Slides available.
In this Café, Dr Jonathan Poritz will discuss some of the more theoretical (in vitro, we might say) background of Creative Commons (CC) licensing -- the copyright licenses which enable the majority of Open Educational Resources on the planet -- building upon his experience as a facilitator of many sessions of the CC Certificate course.
Then he will switch to sharing some of the more concrete, real life (in vivo) experience he has had supporting the licensing concerns of open education practitioners for a variety of universities, NGOs, and government agencies. Practical topics here will include consequences of license choices, complications for remixing, and interactions of licensing with choices of platforms and technologies.

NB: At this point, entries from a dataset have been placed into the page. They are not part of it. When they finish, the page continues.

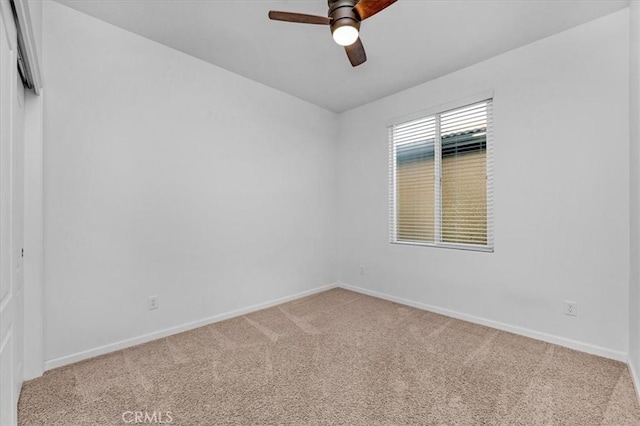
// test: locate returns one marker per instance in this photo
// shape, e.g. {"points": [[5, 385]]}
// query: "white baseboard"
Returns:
{"points": [[101, 350], [635, 378], [550, 338]]}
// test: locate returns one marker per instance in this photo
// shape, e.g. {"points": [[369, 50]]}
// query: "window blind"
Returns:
{"points": [[441, 179]]}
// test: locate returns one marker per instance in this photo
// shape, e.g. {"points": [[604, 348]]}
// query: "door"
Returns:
{"points": [[11, 181]]}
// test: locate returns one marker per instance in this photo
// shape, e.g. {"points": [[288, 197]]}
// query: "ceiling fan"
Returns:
{"points": [[344, 19]]}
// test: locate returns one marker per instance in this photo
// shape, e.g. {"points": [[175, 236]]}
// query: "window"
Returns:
{"points": [[441, 179]]}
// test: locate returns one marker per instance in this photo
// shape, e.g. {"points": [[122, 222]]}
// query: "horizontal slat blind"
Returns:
{"points": [[444, 200], [413, 147]]}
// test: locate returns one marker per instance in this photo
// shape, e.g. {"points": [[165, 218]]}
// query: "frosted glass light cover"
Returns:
{"points": [[345, 36]]}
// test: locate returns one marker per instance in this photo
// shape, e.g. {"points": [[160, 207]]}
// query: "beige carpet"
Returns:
{"points": [[338, 357]]}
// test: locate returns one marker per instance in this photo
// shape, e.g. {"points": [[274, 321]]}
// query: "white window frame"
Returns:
{"points": [[393, 211]]}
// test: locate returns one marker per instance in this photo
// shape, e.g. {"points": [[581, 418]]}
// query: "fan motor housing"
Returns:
{"points": [[342, 14]]}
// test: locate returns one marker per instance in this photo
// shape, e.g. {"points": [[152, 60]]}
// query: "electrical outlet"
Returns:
{"points": [[153, 303], [570, 308]]}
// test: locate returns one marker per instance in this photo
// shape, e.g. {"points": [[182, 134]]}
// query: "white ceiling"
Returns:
{"points": [[411, 42]]}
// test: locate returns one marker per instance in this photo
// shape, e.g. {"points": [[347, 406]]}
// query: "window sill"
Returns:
{"points": [[466, 247]]}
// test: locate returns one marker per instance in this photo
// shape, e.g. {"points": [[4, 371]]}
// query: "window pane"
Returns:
{"points": [[464, 171], [415, 175]]}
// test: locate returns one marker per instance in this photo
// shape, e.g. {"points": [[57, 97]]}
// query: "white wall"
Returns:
{"points": [[561, 193], [168, 176], [634, 164]]}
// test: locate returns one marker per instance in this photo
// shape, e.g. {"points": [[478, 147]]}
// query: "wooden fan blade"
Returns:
{"points": [[367, 8], [356, 53], [300, 18]]}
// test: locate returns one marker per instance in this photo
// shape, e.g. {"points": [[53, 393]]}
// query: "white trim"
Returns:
{"points": [[456, 246], [549, 338], [437, 109], [31, 53], [101, 350], [634, 378], [33, 237]]}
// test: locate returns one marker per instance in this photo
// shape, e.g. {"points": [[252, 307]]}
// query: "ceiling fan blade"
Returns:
{"points": [[298, 17], [367, 8], [356, 53]]}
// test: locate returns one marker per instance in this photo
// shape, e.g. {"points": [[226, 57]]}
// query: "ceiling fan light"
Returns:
{"points": [[345, 35]]}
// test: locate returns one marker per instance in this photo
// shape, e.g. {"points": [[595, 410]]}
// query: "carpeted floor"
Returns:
{"points": [[337, 357]]}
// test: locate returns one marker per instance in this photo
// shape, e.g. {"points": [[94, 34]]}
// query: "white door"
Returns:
{"points": [[11, 212]]}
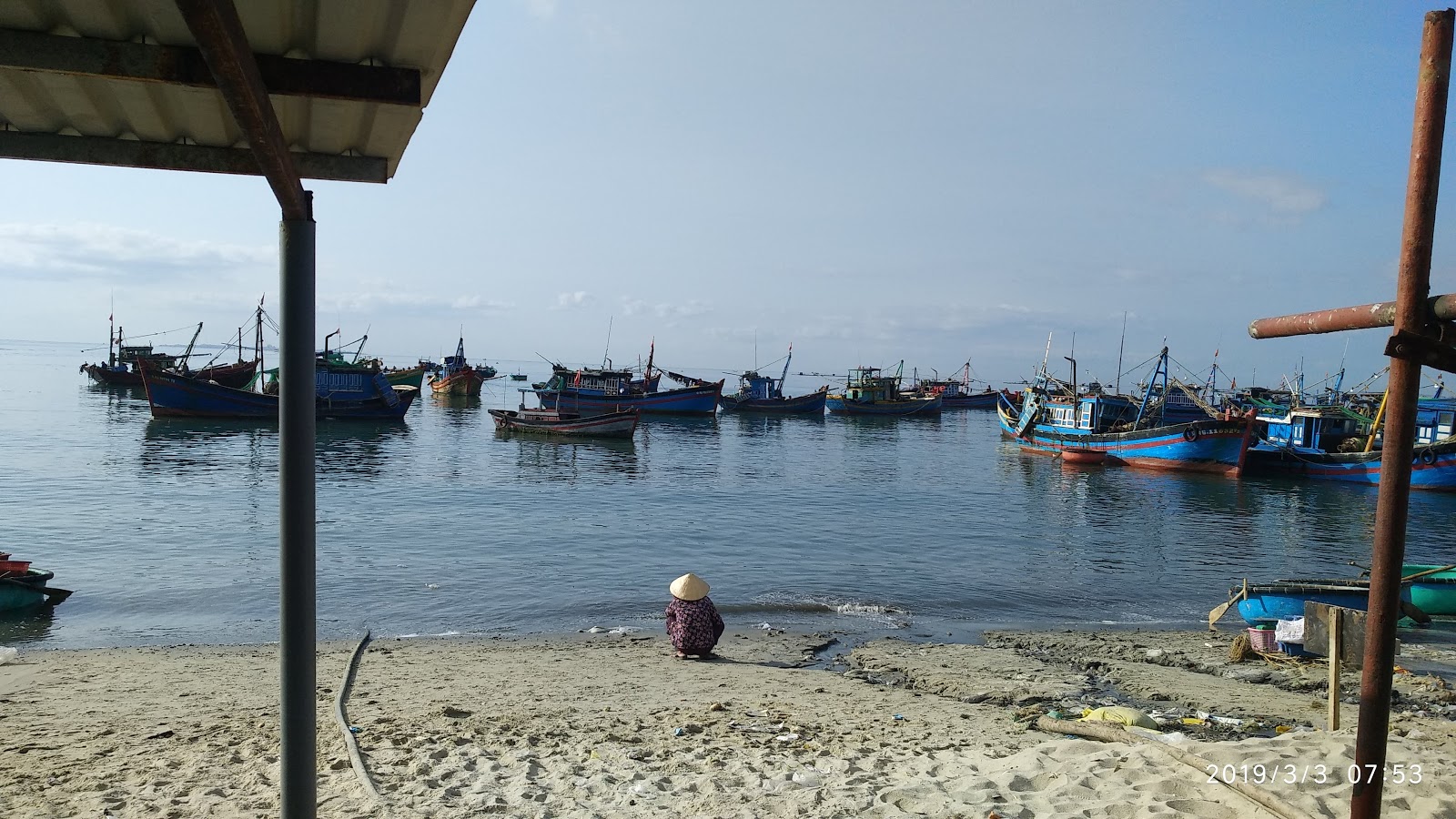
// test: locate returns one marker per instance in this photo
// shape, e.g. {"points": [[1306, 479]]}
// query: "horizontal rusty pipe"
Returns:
{"points": [[1365, 317]]}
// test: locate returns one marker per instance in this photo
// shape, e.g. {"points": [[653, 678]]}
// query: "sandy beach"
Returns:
{"points": [[609, 724]]}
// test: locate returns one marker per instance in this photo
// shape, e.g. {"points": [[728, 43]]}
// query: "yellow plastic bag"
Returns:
{"points": [[1120, 714]]}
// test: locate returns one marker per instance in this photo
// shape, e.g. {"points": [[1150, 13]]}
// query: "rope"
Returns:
{"points": [[344, 722]]}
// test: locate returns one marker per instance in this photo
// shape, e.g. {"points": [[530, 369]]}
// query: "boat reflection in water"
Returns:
{"points": [[555, 460], [200, 446]]}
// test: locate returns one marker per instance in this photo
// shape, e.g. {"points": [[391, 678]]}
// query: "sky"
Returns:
{"points": [[871, 182]]}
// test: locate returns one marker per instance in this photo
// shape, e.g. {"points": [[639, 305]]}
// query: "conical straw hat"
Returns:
{"points": [[689, 588]]}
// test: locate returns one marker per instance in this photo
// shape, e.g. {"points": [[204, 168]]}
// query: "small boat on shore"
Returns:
{"points": [[552, 423], [24, 588], [868, 392], [764, 394]]}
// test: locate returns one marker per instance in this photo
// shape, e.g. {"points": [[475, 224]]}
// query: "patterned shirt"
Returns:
{"points": [[693, 625]]}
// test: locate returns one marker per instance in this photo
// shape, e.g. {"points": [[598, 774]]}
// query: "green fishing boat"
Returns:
{"points": [[1433, 593]]}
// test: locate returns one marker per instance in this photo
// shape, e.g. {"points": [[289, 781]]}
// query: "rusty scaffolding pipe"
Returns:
{"points": [[1392, 506], [1439, 309]]}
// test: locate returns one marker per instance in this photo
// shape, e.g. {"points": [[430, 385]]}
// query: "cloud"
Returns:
{"points": [[1280, 193], [104, 252], [369, 302], [670, 314], [568, 300]]}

How appropriate licensing can be encouraged by policy and regulation will also be discussed.
Speaker bio:
Dr Jonathan Poritz was for years one of those tattered minstrel mathematicians one sees wandering dusty backroads with nothing but chalk on his coat and a theorem on his lips: in total, he studied and taught mathematics and computer science at around a dozen universities in five timezones on two continents, most recently in a fifteen-year stint at Colorado State University Pueblo. Building on a lifetime of using free/libre/open-source software, Jonathan has for the last decade been involved in the open education movement, writing three OER textbooks and serving on the OER Council of the US state of Colorado. In his spare time, he teaches the Creative Commons Certificate course and writes snarky articles about the over-hyping of blockchains.